Fifth, attention should be paid to the impact of racial differences on the generalizability of research findings. While this study utilizes data from the Korean population, it is important to note that obesity phenotypes in Asian populations (such as high body fat percentage at low BMI and preferential visceral fat accumulation) differ from those in Western populations. Asian populations tend to have higher body fat percentages at lower BMI and are more prone to visceral adiposity[57,58]. WC cutoffs for defining central obesity in Asians are generally lower than those used in Western populations[59]. Moreover, the prevalence and impact of sarcopenia, dietary patterns, and genetic factors exhibit significant variation across ethnic groups and sexes[60-62]. The Global Burden of Disease Study highlights significant regional heterogeneity in CKD burden and risk factor profiles[63]. A recent study comparing cohorts from South Korea and the United States revealed significant racial differences in the progression of CKD and the risk of mortality[64]. Therefore, findings from a single ethnic group may not be directly generalizable to other populations. Multi-ethnic, multi-center cohort studies are urgently needed to validate whether the risk patterns observed in Koreans remain applicable in other populations, including Caucasians, African Americans, Hispanics, and South Asians.
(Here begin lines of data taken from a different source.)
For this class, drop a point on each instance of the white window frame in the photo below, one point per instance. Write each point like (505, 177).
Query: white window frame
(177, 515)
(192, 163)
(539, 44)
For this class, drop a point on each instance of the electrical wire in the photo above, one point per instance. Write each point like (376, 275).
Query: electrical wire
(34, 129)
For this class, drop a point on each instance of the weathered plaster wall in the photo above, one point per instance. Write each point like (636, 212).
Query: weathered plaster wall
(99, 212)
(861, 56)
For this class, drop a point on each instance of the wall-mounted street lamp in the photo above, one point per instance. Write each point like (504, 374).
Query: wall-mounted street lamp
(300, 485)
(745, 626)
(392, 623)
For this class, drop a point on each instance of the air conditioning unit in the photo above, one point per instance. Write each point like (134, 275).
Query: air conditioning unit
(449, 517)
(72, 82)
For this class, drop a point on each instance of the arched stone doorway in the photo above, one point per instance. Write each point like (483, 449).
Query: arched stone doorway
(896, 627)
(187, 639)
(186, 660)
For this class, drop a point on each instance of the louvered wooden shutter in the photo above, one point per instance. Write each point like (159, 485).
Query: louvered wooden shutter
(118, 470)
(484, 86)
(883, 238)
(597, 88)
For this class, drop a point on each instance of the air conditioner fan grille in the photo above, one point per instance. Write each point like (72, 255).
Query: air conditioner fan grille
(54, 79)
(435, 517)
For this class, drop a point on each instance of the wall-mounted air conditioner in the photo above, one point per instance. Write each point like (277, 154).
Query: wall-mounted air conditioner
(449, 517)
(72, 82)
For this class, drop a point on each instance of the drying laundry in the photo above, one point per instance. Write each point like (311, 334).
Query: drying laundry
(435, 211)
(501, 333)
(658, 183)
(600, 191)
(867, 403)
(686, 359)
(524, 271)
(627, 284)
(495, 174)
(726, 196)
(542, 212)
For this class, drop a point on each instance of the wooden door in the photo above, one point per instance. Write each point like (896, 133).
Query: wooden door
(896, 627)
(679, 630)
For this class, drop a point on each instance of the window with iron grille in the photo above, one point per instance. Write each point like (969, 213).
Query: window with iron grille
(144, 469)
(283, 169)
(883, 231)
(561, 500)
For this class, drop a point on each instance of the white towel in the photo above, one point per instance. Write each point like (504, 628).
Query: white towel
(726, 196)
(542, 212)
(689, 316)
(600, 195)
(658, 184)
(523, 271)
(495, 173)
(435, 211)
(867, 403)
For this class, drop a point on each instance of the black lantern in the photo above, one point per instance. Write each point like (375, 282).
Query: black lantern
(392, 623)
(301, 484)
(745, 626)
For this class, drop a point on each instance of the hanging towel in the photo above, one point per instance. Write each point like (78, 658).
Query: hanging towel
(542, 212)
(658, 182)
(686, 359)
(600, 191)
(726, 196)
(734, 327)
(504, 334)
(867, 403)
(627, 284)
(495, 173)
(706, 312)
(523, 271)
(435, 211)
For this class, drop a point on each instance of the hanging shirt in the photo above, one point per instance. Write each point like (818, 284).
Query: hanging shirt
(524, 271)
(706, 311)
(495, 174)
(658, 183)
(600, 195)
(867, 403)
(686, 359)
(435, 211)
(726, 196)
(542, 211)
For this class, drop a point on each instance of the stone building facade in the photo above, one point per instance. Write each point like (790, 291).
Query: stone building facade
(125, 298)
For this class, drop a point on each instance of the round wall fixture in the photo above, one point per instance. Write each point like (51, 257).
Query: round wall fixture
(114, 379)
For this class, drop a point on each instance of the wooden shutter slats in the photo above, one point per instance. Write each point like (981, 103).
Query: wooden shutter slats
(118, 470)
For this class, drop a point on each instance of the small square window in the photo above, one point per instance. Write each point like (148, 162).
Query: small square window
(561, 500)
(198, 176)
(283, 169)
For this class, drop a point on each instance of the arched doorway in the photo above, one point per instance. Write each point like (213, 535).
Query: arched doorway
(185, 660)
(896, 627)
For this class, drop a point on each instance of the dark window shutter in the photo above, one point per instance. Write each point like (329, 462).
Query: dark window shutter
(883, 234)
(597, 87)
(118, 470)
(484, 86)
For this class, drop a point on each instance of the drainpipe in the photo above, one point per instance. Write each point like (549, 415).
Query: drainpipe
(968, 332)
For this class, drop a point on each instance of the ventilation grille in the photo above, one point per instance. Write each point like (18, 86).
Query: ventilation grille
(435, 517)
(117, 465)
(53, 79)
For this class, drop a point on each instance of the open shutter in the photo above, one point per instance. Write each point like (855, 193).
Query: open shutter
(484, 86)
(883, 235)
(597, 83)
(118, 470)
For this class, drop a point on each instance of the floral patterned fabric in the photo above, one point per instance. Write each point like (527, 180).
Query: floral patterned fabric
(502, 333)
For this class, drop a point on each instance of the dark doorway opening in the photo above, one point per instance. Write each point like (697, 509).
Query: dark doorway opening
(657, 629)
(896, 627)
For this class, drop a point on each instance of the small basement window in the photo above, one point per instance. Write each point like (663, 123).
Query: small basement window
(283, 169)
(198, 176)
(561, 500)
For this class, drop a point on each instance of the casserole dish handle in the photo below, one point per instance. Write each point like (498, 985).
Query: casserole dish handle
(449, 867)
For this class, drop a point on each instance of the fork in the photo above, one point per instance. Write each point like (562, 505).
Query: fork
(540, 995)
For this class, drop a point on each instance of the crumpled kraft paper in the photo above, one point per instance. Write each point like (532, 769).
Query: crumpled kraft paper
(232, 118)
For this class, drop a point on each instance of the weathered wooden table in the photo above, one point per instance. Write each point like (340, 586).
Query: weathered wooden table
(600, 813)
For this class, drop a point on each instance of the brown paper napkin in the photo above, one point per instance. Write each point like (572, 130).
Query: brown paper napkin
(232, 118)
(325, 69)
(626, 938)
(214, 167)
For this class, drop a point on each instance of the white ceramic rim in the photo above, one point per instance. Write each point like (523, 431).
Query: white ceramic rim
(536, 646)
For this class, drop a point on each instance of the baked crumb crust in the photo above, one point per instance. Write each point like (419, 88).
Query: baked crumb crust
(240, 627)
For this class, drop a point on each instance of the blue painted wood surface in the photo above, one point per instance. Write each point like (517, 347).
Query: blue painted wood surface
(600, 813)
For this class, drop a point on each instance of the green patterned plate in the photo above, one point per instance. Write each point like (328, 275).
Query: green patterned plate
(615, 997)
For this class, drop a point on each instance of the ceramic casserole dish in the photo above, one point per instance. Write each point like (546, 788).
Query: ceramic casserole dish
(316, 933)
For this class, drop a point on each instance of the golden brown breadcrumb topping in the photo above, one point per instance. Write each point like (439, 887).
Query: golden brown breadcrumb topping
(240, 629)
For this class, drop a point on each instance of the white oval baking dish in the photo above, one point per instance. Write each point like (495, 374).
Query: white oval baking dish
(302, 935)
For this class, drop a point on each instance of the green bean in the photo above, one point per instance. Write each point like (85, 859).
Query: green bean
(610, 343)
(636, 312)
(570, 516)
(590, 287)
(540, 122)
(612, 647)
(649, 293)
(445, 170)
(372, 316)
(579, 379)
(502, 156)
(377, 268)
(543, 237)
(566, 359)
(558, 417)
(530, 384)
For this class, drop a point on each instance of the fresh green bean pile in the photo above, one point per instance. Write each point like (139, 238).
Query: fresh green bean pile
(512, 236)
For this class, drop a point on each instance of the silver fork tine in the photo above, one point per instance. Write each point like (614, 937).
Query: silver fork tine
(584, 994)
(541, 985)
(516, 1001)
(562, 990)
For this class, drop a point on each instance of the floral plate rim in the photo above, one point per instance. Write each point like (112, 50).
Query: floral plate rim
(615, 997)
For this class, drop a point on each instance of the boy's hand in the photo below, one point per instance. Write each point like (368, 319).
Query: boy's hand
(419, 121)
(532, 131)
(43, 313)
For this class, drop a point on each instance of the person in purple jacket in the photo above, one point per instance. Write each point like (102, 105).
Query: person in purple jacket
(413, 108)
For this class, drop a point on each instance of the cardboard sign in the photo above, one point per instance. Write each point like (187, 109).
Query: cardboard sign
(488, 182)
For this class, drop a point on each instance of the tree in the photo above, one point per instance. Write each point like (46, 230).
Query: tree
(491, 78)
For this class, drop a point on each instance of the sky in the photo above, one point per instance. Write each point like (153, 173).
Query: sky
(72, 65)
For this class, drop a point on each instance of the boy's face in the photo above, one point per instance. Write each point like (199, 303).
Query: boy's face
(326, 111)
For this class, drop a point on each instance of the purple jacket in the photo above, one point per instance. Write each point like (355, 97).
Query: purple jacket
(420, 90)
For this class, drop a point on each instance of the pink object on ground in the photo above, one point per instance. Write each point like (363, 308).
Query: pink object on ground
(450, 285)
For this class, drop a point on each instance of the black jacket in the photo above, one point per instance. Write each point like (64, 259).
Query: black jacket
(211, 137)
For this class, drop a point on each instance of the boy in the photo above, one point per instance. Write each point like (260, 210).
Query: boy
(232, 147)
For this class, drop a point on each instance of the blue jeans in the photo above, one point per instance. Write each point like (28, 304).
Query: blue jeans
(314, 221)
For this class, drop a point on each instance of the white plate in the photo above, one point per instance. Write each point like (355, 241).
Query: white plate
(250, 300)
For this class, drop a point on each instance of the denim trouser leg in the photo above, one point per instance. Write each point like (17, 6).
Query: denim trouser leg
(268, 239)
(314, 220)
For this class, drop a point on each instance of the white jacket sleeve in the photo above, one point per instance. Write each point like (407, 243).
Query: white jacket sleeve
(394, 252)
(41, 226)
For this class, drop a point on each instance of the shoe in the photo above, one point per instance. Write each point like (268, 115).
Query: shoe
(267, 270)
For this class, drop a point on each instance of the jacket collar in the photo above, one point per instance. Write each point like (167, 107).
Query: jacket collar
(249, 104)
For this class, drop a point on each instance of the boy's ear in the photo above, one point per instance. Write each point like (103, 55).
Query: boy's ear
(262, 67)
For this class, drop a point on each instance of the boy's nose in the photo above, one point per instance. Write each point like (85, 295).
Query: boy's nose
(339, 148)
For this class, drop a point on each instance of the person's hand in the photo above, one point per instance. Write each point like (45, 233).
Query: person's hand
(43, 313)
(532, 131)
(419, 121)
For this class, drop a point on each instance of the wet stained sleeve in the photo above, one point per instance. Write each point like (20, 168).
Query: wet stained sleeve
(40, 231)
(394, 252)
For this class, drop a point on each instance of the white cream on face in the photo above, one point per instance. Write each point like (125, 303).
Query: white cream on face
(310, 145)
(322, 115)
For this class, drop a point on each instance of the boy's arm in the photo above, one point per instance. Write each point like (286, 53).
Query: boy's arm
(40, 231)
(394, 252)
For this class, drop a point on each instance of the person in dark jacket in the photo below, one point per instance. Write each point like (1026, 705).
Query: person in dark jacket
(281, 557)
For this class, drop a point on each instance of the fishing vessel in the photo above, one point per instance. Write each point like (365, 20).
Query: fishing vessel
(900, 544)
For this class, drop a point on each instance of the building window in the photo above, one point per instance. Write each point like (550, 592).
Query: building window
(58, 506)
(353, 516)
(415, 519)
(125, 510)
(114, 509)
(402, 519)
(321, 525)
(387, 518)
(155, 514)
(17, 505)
Such efforts will enhance the global applicability of risk stratification models and provide a reference basis for prevention strategies in regions with different income levels.

CONCLUSION

The study by Bae et al[1] significantly advances our understanding of the combined effects of glycemic status and adiposity on cardiovascular risk in CKD. By revealing distinct risk patterns across glycemic strata, it challenges the simplistic view that obesity uniformly increases risk and underscores the importance of personalized risk assessment. However, as noted above, several critical gaps persist, including the need for more precise body composition measures, CKD stage-specific analyses, integration of glycemic control indicators, translation into targeted interventions leveraging novel cardiorenal agents, and validation across diverse populations. We commend the authors for their innovative work and contend that addressing these gaps will advance the field. Ultimately, a more nuanced approach to cardiovascular risk assessment in CKD - one that incorporates body composition, metabolic control, and individual patient characteristics - will enable clinicians to move beyond uniform strategies and provide truly personalized care. We look forward to future research that builds upon these findings and accelerates their translation into clinical practice.